Lenders may be also tempted to take a close look at the offer made by Piramal to pay a higher coupon rate of 6.75% on the non-convertible debentures worth ₹19,550 crore, which is proposed to be issued to the lenders for repayment post the acquisition of DHFL. Oaktree and Adani have offered a marginally lower interest rate of 6.65% on their proposed NCDs.
People familiar with the bidding process said Oaktree has put a key condition that it will have the right to reprice the deal or pull out from the deal altogether if it doesn’t get closed before March 31, 2021. The CoC has sought legal opinion from two law firms—J. Sagar Associates and Cyril Amarchand Mangaldas—on the repricing clause.
DHFL has over 4,000 employees on its rolls. Piramal has promised to retain all of them. It is not known if Oaktree or Adani has made any similar promise.

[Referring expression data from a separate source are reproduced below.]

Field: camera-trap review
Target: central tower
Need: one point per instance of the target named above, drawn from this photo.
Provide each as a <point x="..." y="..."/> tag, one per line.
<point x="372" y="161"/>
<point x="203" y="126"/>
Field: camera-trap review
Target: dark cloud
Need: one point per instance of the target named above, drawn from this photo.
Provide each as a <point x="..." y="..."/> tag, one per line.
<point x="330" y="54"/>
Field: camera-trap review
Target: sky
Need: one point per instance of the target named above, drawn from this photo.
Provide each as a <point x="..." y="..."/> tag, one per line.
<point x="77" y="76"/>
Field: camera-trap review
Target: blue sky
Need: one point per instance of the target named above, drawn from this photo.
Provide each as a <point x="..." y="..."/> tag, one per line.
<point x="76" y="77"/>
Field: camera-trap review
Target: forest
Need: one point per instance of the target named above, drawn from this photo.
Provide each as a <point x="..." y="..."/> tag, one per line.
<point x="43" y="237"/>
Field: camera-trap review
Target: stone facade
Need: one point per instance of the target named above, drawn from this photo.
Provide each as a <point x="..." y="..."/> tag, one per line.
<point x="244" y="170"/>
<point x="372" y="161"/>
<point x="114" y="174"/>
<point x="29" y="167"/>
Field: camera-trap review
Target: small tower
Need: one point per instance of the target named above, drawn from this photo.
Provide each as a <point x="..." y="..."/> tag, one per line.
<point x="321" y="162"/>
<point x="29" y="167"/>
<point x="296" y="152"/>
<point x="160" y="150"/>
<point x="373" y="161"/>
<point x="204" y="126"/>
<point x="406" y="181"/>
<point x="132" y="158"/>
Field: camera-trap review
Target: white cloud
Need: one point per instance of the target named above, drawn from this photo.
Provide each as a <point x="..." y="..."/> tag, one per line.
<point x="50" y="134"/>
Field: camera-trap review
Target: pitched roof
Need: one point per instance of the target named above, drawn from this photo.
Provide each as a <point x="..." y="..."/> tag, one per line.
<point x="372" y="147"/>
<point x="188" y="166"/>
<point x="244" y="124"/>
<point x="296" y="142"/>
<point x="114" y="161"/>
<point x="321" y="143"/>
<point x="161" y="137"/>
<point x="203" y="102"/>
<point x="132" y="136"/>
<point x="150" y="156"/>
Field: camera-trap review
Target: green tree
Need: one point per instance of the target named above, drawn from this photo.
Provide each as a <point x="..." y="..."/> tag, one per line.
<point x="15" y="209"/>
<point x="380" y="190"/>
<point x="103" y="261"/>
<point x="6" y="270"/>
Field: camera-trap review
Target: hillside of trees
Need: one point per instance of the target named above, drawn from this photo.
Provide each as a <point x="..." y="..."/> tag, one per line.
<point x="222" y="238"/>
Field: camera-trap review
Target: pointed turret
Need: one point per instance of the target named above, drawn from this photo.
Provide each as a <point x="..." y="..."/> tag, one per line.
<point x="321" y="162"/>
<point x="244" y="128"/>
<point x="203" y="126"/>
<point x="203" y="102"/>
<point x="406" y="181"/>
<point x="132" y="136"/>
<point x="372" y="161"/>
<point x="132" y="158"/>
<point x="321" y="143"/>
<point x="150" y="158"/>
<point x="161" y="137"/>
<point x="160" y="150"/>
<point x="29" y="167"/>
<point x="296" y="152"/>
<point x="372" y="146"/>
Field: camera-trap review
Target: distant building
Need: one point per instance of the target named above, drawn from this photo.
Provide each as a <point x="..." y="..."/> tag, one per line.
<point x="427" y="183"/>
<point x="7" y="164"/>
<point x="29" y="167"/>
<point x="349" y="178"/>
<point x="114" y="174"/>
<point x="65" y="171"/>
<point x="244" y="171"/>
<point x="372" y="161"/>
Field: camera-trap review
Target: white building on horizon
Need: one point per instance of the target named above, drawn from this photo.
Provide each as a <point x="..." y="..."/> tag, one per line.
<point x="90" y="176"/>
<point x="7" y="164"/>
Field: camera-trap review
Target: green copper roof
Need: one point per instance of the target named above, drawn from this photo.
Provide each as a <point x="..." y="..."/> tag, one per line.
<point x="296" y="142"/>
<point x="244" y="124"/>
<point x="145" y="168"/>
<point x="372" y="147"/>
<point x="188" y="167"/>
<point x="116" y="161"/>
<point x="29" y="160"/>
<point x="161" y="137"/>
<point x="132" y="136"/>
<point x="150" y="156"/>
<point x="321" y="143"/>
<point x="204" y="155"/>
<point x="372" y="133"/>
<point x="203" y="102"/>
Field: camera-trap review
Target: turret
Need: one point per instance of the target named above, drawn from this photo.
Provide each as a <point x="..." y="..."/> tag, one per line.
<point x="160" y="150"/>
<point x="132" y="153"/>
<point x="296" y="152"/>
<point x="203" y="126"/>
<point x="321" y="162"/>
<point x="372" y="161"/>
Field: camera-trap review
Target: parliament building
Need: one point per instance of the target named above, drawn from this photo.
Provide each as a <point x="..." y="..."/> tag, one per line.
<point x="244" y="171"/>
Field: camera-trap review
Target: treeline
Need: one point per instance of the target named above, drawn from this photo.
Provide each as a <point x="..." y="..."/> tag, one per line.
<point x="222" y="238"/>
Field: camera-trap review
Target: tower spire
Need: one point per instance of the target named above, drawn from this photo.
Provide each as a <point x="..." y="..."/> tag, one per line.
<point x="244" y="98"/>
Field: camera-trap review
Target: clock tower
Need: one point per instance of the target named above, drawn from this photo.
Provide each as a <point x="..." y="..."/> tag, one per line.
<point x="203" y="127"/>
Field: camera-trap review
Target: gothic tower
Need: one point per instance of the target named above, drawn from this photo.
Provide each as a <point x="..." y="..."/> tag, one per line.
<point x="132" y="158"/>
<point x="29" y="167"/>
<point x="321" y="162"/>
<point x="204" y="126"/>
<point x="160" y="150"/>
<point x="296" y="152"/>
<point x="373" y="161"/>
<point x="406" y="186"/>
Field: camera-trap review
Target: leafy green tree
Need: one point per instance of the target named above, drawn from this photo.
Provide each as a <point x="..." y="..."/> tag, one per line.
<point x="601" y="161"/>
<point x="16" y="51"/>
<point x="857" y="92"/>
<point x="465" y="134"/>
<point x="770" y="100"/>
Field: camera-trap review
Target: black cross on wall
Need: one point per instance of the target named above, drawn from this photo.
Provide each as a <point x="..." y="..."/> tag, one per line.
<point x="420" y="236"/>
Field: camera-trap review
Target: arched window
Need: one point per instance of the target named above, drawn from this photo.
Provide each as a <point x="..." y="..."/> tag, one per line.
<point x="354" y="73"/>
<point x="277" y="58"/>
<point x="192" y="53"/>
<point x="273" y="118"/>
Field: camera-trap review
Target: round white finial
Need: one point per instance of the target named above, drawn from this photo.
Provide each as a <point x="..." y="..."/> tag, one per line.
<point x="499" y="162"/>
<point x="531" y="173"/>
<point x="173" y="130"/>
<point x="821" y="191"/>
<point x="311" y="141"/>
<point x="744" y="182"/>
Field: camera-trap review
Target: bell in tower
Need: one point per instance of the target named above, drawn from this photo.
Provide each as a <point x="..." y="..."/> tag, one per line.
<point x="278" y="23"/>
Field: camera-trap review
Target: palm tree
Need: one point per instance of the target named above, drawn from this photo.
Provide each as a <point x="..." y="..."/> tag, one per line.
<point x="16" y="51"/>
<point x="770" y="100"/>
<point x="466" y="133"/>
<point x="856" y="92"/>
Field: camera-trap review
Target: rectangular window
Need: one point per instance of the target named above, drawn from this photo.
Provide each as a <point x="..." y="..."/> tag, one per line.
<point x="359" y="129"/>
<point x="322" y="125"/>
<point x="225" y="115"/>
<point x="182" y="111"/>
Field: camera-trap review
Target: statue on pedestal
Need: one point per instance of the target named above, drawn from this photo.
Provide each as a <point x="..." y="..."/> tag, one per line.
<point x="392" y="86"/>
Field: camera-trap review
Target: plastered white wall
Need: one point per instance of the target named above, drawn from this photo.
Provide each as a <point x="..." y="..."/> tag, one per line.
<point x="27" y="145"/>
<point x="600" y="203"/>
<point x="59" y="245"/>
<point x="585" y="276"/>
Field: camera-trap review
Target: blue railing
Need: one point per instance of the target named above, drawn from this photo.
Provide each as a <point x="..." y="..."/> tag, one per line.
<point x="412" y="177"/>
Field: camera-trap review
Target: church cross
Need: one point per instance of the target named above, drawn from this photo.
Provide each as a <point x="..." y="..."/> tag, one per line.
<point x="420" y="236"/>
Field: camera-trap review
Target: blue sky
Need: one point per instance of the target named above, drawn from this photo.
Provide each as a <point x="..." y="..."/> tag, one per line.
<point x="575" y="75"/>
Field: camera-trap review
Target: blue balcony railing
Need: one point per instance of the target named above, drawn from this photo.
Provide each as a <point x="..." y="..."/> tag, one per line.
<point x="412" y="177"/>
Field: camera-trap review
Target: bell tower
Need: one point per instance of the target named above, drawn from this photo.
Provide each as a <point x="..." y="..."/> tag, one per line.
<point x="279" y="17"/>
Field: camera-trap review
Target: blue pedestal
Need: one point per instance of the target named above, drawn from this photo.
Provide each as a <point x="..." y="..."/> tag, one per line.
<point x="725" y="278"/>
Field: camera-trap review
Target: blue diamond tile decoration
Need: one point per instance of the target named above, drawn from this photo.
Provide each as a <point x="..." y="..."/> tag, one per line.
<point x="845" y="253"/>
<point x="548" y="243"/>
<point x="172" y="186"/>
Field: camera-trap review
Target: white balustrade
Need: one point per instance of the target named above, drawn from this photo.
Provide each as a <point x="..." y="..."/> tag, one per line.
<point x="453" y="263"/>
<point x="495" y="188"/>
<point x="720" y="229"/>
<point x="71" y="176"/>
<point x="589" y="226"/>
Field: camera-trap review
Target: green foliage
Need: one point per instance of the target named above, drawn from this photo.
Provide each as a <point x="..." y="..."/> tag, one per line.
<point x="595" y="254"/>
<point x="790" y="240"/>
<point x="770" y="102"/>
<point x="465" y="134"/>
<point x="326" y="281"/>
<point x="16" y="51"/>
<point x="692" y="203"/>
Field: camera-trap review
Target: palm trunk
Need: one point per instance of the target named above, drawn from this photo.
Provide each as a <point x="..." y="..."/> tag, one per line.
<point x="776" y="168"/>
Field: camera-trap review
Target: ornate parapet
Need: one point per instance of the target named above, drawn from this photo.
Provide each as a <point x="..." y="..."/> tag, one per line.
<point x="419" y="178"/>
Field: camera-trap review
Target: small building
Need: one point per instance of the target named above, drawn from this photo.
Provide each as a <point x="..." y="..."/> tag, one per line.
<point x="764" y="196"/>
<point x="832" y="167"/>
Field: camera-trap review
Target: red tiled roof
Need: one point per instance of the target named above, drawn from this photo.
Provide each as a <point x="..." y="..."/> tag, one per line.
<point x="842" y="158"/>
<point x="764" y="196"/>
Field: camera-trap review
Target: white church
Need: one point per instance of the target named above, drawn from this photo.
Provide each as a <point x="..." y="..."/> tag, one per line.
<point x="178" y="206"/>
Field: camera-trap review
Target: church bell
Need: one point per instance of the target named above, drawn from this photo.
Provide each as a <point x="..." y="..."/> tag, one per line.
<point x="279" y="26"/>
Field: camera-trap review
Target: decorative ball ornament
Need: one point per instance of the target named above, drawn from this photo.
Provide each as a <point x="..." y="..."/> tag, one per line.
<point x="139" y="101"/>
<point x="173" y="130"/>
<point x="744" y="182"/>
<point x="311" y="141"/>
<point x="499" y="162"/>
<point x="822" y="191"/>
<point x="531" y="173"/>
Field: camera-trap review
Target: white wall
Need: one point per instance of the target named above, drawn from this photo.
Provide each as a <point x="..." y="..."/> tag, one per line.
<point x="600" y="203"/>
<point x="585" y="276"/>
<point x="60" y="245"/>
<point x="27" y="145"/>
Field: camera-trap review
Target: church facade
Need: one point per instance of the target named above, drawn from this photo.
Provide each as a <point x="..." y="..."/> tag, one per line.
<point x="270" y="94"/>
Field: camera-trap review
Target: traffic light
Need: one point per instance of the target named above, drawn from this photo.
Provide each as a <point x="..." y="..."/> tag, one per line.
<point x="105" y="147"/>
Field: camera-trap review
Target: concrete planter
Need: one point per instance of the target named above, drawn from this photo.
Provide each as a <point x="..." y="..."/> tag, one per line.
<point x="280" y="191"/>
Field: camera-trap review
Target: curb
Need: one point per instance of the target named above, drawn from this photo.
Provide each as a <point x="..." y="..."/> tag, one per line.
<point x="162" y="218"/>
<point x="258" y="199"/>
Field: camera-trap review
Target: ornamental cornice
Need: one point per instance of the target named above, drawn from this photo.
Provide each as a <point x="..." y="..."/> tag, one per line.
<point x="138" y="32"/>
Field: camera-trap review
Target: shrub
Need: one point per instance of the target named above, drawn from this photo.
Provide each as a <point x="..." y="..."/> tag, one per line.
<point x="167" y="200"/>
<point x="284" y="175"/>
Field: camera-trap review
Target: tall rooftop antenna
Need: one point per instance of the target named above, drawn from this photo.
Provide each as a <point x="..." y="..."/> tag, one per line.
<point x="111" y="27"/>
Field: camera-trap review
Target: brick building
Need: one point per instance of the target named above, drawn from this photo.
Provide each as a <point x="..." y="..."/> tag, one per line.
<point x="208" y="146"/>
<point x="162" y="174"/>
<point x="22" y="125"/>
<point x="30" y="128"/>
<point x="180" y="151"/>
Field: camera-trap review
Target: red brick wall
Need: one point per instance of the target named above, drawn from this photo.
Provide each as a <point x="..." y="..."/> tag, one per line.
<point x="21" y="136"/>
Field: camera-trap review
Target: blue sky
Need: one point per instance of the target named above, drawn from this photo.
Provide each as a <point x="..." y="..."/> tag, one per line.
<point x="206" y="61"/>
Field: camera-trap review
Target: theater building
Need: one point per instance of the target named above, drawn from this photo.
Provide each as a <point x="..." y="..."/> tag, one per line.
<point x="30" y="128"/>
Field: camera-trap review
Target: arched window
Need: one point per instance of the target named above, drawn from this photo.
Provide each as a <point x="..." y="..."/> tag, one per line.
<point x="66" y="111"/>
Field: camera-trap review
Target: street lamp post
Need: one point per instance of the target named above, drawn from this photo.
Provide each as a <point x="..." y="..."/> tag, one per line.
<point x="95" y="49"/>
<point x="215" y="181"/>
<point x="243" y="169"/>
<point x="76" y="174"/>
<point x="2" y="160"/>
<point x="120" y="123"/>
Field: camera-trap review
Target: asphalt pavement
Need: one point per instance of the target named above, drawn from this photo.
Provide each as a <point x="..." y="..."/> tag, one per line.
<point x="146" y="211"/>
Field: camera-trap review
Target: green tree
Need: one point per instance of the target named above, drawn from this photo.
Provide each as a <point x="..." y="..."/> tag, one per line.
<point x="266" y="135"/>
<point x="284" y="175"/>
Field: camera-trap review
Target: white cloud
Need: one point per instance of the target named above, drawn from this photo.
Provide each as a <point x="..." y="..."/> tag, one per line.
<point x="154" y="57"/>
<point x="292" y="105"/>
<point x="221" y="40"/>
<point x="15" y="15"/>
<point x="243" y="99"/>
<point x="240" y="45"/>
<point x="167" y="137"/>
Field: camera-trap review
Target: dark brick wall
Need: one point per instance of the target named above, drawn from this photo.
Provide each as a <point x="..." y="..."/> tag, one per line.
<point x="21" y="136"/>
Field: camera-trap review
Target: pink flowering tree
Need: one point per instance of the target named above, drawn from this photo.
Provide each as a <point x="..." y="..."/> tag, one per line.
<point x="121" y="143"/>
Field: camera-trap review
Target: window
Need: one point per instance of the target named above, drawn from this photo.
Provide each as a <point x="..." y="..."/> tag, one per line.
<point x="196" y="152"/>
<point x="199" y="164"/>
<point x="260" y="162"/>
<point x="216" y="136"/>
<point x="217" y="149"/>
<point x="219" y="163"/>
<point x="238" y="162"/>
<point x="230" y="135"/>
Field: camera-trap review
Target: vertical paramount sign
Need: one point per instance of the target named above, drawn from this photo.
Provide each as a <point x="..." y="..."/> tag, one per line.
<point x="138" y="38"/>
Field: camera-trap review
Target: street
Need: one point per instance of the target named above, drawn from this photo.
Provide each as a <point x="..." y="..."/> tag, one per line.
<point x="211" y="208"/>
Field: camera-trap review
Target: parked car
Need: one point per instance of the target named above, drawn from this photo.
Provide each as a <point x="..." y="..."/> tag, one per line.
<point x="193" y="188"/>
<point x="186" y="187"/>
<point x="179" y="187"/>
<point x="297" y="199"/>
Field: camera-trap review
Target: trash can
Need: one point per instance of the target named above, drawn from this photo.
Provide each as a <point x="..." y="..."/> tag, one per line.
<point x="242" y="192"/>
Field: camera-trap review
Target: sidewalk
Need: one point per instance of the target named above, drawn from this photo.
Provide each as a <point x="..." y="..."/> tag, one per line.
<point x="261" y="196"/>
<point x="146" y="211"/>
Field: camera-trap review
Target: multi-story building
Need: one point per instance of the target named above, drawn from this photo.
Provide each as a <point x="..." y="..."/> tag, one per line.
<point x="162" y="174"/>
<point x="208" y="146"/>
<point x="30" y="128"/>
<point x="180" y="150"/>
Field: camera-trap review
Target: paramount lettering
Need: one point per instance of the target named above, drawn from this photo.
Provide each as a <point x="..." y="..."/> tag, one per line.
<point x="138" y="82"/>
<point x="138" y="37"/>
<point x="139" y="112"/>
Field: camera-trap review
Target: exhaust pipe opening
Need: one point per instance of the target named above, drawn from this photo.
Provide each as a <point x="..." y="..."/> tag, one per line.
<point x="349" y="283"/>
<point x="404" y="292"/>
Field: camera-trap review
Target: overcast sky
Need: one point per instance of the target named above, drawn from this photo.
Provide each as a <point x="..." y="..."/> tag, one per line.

The CoC had decided to go for a fresh round of bidding after an unsolicited last-minute bid from Adani Group sparked a row from the other bidders in the previous round that ended last month. After making a late entry, Adani Group managed to squeeze into the bidding process as CoC preferred fresh bids from all bidders by December 14 on the advice of former Attorney General of India Mukul Rohatgi. There was consensus among lenders that the original offers were pretty low and a decision to go for fresh bids was unanimous. Bidders were also given the freedom to bid either for a portion of the loan book or the entire portfolio. When the three rival bidders threatened to walk out of the process, Adani Group had offered to put more money on the table, in a communication to DHFL’s administrator on November 22.
However in the final round, Adani’s fresh offer of ₹33,110 crore, with ₹10,750 crore upfront cash payment and deferred payments of ₹19,110 crore spread over seven years, fell far short of the other two.
Miffed with the CoC’s move for fresh bids, the fourth suitor, Hong Kong-based SC Lowy pulled out of the bidding.
Meanwhile, the CoC seems to have cast a blind eye towards a fresh offer by the erstwhile promoter of DHFL, Kapil Wadhawan. He had written to the administrator with a fresh proposal to repay 100% of the principal debt to the creditors. He also proposed paying upfront fees of ₹9,000 crore and the remaining amount over eight years. “If the bids for DHFL continue to be as low as previously, I would request the committee of creditors to consider my settlement proposal instead, rather than permit DHFL to be sold for a song,” he had written in his letter.
Public deposits contribute 7% of the overall borrowing mix of DHFL, with debenture holders having 37% exposure followed by banks having 31%.
As governance and default concerns mounted, the RBI in November 2019 superseded the board of directors of financially-stressed DHFL and appointed an administrator, former MD and CEO of Indian Overseas Bank (IOB) R Subramaniakumar. He is being assisted by an RBI-appointed advisory committee. On November 29, 2019, RBI sent DHFL to the bankruptcy tribunal, making it the first non-banking finance company/housing finance company to be resolved under the Insolvency and Bankruptcy Code (IBC).
As per its annual report, DHFL had total assets amounting to ₹79,800 crore as of March 2020. Of these, ₹50,227 crore of assets forming 63% of the total portfolio were reported as non-performing assets. Its retail book stood at ₹33,500 crore.
Founded in 1984 by late Rajesh Kumar Wadhawan, DHFL rose to fame with its vision of providing financial access to lower and middle income customer segments among the semi-urban and rural population in the country. With a large network across the country, it catered to millions of customers in the lower and middle income category, before the model collapsed after the Enforcement Directorate arrested its promoters, Kapil Wadhawan and Dheeraj Wadhawan, in a case of alleged fraud caused to YES Bank.